Un vélodrome construit en zone verte : c’est le dernier héritage de la majorité tripartite de Paul Magnette à Charleroi, un cadeau en droite ligne de l’ancien collège où siégeait Claude Despiegeleer, alors en charge des Sports.

Cette infraction urbanistique grave a été mise au jour dans un rapport d’état des lieux du bureau d’architecture Archibald&Co, mandaté pour la préparation des dossiers de régularisation des permis d’environ-nement.

Pour pouvoir accueillir des manifestations publiques, les bâtiments sont en effet tenus de disposer d’une telle autorisation, qu’ils soient publics ou privés.

Or, trois des infrastructures gérées par l’ASBL Parc des Sports se trouvaient en défaut. C’est en préparant la remise en ordre de leurs situations que le pot aux roses a été découvert : le centre de loisirs de Lodelinsart, la salle Ballens à Monceau où évolue le club de volley féminin des Dauphines et le vélodrome de Gilly sont des installations hors la loi.

Les bâtiments ont été transformés, agrandis voire même construits illégalement, sans permis.

Le cas du vélodrome est le plus spectaculaire : c’est en zone verte, réputée inconstructible, que la ville a choisi de l’édifier. Exactement comme les époux Sagawé à Lobbes, dont la villa vient d’être démolie.

C’est le mandataire PS Maxime Felon, membre de la majorité tripartite, qui a rendu ces éléments publics au conseil communal.

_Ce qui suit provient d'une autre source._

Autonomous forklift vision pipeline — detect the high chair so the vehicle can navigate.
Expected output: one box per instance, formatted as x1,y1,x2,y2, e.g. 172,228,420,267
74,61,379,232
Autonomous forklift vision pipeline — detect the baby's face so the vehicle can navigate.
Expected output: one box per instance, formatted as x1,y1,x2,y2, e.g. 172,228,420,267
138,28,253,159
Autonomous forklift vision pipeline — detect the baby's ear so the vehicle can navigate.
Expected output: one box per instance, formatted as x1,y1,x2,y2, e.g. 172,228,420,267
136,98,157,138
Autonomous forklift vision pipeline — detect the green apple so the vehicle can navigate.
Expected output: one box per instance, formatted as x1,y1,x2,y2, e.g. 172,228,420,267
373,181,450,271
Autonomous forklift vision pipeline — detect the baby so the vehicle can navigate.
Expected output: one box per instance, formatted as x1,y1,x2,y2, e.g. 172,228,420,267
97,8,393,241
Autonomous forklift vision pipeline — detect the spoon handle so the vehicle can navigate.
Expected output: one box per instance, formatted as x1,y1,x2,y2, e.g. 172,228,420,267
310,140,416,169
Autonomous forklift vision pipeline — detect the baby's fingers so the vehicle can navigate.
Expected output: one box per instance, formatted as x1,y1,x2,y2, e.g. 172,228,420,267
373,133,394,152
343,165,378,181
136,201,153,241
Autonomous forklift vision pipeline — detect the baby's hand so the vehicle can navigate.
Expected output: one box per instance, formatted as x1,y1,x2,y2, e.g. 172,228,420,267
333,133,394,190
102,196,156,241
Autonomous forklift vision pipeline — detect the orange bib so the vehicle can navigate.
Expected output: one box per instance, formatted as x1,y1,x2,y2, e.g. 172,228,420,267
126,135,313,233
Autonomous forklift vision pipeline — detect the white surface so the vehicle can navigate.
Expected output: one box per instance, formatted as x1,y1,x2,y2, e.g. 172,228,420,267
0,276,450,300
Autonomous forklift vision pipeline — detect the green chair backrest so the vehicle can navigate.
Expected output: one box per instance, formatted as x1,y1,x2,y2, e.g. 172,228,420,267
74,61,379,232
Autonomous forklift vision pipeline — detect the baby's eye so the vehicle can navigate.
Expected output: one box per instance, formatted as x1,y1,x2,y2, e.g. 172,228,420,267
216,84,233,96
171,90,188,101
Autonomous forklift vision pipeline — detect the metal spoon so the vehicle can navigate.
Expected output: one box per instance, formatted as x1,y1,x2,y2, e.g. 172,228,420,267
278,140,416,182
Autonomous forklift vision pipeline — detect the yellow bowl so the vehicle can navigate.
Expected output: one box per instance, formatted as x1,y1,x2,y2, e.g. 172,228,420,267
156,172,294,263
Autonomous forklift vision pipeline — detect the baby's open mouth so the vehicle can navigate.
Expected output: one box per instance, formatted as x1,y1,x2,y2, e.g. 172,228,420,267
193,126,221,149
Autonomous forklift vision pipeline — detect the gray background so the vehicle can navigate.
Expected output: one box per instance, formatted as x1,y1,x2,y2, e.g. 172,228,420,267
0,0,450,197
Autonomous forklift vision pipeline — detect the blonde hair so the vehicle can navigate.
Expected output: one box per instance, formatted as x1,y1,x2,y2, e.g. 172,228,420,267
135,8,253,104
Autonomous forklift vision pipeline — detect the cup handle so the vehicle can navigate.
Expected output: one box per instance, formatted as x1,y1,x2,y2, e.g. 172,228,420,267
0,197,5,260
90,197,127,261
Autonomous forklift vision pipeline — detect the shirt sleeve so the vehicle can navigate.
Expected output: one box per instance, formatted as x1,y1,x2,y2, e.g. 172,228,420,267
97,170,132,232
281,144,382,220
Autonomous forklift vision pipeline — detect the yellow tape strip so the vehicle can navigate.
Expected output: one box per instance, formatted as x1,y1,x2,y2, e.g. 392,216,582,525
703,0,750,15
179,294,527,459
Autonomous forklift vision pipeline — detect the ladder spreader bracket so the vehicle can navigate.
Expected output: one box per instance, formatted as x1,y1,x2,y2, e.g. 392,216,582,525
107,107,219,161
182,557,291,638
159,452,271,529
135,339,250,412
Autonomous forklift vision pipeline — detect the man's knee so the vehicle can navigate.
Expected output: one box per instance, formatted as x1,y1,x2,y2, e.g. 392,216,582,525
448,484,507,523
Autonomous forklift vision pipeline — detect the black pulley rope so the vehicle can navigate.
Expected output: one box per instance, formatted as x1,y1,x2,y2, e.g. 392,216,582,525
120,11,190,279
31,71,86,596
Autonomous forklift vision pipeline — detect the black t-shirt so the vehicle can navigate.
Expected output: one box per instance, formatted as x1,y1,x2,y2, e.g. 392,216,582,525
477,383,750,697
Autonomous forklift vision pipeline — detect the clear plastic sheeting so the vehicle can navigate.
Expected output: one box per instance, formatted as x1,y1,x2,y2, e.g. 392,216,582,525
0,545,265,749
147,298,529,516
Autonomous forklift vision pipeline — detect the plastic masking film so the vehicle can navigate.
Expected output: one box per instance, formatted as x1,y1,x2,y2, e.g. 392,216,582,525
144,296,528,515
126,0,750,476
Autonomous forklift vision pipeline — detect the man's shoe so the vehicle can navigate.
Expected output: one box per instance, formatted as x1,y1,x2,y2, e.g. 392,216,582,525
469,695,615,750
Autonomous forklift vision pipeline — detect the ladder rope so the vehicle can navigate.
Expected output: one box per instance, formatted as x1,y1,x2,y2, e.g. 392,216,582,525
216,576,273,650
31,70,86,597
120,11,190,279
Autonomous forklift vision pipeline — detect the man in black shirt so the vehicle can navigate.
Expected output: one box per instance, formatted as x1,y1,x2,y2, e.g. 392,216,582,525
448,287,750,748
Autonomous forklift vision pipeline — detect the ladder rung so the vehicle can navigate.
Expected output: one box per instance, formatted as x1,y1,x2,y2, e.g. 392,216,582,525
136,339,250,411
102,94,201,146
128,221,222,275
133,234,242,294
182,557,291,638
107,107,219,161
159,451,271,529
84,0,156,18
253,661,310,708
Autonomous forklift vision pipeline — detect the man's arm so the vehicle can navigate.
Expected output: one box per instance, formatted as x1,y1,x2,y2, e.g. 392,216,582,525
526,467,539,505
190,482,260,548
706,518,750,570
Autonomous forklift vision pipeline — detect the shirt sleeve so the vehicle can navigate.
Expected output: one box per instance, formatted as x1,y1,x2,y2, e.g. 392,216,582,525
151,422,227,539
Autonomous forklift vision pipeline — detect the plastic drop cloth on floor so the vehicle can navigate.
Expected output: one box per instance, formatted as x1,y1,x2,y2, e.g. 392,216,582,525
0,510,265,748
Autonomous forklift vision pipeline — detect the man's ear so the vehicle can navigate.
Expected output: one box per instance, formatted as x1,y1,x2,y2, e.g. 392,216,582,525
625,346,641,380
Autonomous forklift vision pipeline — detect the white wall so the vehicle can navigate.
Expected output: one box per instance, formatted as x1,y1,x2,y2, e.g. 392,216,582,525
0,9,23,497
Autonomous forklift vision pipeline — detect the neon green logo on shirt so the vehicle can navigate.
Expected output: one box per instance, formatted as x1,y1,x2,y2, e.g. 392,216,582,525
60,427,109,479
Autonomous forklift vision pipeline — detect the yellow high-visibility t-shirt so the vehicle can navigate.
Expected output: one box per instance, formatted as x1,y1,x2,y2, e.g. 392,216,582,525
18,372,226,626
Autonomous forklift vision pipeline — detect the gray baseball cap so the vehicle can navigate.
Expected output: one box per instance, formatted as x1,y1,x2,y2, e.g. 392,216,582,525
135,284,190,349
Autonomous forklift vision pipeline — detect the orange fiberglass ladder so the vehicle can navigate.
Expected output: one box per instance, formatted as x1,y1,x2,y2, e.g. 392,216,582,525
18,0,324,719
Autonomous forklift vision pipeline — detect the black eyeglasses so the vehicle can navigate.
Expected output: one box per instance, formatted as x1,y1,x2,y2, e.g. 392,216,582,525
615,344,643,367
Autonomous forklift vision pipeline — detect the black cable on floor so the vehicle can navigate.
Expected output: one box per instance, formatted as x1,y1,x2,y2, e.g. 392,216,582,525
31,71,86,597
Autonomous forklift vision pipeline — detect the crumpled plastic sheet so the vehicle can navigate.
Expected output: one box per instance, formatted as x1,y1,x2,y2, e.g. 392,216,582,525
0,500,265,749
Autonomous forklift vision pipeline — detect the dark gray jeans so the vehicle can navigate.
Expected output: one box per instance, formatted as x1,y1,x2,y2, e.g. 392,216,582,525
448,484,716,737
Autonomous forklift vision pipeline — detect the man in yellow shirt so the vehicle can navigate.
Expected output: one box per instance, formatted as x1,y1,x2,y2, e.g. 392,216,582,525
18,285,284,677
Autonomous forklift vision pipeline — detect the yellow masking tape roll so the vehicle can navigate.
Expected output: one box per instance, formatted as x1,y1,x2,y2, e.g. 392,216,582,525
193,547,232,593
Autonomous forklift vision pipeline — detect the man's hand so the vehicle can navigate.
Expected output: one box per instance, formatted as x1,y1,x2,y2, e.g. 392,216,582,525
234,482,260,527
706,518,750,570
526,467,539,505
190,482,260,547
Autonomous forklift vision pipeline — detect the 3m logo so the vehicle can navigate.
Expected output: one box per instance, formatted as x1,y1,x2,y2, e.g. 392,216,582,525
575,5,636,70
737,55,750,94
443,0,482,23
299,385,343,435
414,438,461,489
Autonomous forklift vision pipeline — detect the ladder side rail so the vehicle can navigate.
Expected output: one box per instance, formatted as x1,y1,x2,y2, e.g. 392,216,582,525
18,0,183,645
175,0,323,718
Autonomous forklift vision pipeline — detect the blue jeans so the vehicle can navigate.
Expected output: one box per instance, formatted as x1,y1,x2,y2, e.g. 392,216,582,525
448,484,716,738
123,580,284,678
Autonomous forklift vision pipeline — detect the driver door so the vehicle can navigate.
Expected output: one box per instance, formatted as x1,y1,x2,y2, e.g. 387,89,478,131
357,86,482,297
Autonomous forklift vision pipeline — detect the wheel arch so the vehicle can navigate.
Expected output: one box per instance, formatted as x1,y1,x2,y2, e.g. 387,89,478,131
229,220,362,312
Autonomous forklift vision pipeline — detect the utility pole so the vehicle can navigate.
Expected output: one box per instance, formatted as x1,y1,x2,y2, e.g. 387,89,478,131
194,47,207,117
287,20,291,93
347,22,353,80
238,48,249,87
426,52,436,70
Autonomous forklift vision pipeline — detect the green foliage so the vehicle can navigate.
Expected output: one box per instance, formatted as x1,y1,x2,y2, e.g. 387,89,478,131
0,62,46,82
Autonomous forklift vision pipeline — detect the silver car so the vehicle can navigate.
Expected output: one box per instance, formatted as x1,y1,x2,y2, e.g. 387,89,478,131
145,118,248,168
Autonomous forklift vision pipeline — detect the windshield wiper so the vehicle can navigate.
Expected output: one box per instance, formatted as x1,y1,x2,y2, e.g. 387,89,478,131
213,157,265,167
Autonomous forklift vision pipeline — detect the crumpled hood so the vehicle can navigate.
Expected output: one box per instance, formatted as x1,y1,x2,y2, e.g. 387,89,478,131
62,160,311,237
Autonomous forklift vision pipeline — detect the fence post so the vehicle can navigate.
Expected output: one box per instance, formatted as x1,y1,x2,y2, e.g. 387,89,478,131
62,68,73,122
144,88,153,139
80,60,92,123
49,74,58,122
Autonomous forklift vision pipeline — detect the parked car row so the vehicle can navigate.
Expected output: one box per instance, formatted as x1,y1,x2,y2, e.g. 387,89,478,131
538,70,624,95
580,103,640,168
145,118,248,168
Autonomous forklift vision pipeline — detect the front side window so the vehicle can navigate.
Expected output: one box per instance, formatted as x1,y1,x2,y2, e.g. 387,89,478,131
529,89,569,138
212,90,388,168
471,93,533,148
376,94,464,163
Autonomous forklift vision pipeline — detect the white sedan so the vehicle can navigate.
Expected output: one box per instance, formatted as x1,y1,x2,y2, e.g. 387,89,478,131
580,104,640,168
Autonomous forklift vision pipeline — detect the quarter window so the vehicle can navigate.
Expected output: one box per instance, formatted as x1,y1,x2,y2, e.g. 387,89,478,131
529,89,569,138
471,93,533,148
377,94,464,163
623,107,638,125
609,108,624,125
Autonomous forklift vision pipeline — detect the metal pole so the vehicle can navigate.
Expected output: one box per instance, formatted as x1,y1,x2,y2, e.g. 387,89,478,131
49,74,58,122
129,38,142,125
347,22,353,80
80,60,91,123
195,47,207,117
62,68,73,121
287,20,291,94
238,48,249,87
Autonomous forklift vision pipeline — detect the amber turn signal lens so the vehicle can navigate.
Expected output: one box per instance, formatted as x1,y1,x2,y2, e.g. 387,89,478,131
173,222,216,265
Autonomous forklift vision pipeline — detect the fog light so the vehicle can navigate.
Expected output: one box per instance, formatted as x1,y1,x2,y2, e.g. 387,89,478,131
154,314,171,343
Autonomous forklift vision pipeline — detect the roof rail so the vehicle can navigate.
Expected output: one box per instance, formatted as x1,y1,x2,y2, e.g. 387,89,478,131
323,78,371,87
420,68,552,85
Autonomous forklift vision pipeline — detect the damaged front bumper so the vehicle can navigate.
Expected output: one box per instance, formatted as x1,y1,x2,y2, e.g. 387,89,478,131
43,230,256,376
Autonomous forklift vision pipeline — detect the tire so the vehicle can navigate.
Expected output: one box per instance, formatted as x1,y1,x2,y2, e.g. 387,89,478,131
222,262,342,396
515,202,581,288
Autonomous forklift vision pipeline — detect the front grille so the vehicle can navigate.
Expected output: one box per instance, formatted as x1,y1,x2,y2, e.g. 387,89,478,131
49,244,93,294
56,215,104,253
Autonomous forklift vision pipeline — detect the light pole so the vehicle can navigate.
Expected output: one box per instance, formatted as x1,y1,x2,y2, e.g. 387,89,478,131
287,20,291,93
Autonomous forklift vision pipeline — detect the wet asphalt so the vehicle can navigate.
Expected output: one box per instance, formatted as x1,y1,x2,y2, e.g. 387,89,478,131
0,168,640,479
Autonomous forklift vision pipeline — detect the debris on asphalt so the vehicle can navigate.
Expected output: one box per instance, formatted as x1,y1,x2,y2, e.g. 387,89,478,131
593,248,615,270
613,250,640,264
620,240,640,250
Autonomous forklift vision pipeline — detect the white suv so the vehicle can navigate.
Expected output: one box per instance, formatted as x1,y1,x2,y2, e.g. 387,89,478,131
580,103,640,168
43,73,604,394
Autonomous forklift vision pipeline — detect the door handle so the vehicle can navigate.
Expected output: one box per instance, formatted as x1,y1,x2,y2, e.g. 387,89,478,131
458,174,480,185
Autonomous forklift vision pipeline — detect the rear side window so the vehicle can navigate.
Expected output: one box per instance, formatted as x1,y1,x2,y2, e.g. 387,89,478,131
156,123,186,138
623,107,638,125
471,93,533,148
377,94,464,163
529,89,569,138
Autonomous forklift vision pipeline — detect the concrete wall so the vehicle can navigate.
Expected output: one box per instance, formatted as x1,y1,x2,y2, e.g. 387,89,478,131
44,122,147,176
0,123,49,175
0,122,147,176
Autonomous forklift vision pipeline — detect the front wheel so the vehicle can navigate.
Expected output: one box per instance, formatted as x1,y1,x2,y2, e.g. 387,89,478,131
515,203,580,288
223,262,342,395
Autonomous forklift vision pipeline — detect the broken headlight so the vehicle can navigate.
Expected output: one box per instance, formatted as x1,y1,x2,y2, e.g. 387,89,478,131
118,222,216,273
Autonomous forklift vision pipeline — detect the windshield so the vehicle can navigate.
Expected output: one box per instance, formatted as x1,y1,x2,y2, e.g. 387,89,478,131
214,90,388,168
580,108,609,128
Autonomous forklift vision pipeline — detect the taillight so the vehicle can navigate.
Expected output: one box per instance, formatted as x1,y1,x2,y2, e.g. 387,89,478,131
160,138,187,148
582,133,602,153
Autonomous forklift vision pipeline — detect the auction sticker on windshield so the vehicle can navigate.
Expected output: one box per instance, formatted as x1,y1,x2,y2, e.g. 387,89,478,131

Selon l’échevine de tutelle Ornella Cencig (MR), le collège et l’administration n’en ont pas été officiellement informés : on ne retrouve en effet aucune trace d’un courrier daté du 19 novembre du Parc des Sports, dans lequel l’ASBL faisait état de ces griefs.

"Nous avons prévu de réunir au plus vite l’ensemble des parties autour de la table afin de coordonner les actions", dit Mme Cencig. "Les demandes de permis d’environnement doivent être introduites par les exploitants des complexes, et donc le Parc des Sports."

Quant à l’absence de permis d’urbanisme, une régularisation administrative pourrait être organisée, selon le fonctionnaire délégué Raphaël Stokis, "mais elle n’éteindra pas l’action pénale. Si le parquet choisit de ne pas poursuivre, il faudra s’entendre sur une amende transactionnelle. Son coût pourrait s’élever à 25.000 euros par dossier."